Cognitive decline has been observed to occur on average in 25% of patients who survive the ICU [13]. A UK study showed that 22% of patients still needed help with their daily routines after a year of being discharged from the ICU. Also, 28% of patients from the same study said their annual income was negatively affected due to the ICU stay and the recovery which followed. A U.S. study showed that half of the patients who recovered from the ICU had higher unemployment rates [13]. The manifestations of PICS vary in duration of symptoms as it can last from months to years post-recovery. Symptoms include limited mobility, depressed mood, inability to maintain continued sleep, sexual dysfunction, and decreased cognitive function. The patient's family members were reported to be both physically and mentally affected. Up to 30% of family members experience complicated grief, anxiety, depression, and lack of sleep [14].
Etiology & Pathophysiology
Over the last 25 years, intensive care medicine has evolved due to medical innovations and improved practice guidelines [11]. Improving intensive-care treatment has led to increased survival among intensive-care patients. However, this is without its complications. The increase in survival among intensive care patients has led to the development of post-intensive care syndrome and difficulty returning to the original level of pre-ICU function among the survivors [15]. PICS is multifactorial and multifaceted, consisting of physical impairments, cognitive deficits, and mental health problems in ICU survivors and their families [9,11,16-19]. Complications are more common in septic ICU patients and endure for years post-ICU. The risk factors for PICS depend partly on which cognitive, psychiatric, and physical domains are affected the most [9,18]. Impairment in one area is frequently associated with a decline in the performance of another [9]. Physical symptoms are observed in about 30% to 50% of critical illness patients within three to six months post-critical illness [15,18]. Muscle deconditioning, critical illness polyneuropathy, myopathy, and critical illness neuromyopathy are the four categories of acquired weakness in intensive care units [11]. They manifest as neuromuscular weakness, exhaustion, loss of appetite, weight loss, weak hand grip, inability to perform a six-minute walk performance test, and decreased significance of functional status [11,15,16]. In addition, it increases the mortality rate five years after ICU discharge [15].
During critical illness, particularly sepsis, there is a massive and overwhelming immune response leading to the release of acute phase proinflammatory responses such as cytokines, chemokines, and adrenergic responses that mobilizes massive release of myeloid-derived suppressor cells (MDSCs), which are immature monocytes and neutrophils. These immature cells initiate immune responses as well as the resolution of inflammation. However, the immature neutrophils have decreased effector capability, creating an immunosuppressive state [17]. In addition, the monocytic MDSCs produce large amounts of interleukin-10 (IL-10), which deactivates innate and immune cells and also impairs the antigen presentation abilities of the immune cells as evidenced by low surface expression of human leukocyte antigens - DR (HLA-DR). The decreased expression of HLA-DR on the surface of monocytes is a strong marker for an immunosuppressive state resulting in increased risk for nosocomial infections and mortality [9,17]. Unfortunately, the immature cells linger in the circulatory systems for up to six weeks after the onset of sepsis, leading to the expansion of early progenitor cells with the resulting lymphopoiesis and hematopoiesis, which explains the resultant chronic lymphopenia and anemia in ICU survivors.

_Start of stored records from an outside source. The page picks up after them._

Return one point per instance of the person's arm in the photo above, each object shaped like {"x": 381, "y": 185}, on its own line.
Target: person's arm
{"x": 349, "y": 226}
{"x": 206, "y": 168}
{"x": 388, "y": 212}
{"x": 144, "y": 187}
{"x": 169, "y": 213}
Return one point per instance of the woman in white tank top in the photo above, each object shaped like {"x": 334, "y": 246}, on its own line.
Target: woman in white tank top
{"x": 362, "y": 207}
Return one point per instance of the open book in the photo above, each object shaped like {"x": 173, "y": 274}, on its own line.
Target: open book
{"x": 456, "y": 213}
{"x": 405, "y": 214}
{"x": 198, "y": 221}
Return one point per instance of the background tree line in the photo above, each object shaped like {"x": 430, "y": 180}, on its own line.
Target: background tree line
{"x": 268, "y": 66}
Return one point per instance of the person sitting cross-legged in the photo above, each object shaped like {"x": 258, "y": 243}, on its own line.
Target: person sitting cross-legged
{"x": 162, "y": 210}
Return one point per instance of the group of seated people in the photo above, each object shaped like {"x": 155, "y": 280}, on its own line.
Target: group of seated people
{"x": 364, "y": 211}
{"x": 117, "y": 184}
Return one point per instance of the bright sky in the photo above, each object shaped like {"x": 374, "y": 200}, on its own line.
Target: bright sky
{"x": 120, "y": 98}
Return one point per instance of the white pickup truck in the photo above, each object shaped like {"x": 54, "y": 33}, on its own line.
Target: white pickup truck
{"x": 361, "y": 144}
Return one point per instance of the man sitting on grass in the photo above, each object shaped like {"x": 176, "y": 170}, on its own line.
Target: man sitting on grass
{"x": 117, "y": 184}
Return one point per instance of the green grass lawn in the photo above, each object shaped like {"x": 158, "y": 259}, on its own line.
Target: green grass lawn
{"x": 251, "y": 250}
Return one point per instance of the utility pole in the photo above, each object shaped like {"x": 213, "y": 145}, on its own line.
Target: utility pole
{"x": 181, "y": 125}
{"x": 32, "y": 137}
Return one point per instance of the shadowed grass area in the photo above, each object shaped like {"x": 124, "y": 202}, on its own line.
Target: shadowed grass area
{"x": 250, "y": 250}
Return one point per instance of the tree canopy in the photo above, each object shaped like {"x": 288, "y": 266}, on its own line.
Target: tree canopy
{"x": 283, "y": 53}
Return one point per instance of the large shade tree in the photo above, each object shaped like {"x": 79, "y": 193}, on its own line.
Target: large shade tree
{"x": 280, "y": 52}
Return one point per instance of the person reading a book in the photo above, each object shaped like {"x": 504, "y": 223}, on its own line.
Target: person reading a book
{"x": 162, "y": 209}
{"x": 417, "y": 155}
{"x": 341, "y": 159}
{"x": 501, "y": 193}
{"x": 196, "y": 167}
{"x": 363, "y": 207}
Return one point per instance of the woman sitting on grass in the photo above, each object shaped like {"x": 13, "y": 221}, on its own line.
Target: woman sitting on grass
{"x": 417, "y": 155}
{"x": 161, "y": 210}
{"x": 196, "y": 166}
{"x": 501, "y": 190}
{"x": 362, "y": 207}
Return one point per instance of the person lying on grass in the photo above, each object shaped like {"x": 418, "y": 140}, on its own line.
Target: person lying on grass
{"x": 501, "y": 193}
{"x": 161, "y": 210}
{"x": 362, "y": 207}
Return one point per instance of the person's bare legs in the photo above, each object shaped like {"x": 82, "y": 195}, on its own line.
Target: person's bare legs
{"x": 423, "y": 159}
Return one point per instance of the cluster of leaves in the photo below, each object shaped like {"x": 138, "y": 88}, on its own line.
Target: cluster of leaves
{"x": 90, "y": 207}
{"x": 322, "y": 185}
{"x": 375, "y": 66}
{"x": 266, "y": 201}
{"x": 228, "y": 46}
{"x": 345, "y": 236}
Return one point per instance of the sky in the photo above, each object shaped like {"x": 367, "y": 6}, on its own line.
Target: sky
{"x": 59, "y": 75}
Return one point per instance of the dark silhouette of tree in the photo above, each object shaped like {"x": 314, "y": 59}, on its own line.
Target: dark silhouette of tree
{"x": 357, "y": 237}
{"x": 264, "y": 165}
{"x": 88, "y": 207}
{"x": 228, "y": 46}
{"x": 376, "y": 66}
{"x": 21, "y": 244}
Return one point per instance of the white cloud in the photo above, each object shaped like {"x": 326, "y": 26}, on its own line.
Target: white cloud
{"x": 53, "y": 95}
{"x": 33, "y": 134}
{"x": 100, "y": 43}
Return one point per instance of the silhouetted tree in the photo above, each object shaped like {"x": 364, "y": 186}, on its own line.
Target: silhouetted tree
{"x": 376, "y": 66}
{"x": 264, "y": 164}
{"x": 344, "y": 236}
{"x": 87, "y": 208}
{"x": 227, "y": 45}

Neuromuscular disorders are other mechanisms commonly related to PICS. These conditions include critical illness polyneuropathy (CIP) and myopathy (CIM) and may become evident when the Medical Research Council (MRC) score is less than 48. CIP and CIM are significant contributors to intensive care acquired weakness, which affects both short-term and long-term outcomes of the patient and increases mortality in these patients. Even though diaphragmatic dysfunction has no association with increased mortality in two years, it worsens prognosis when it co-exists with limb weakness. CIP and CIM are debilitating among ICU survivors. It affects strength development, endurance, physical performance, and quality of life. These symptoms can persist for over five years, and some will never recover. Septic ICU patients are most at risk [15,17].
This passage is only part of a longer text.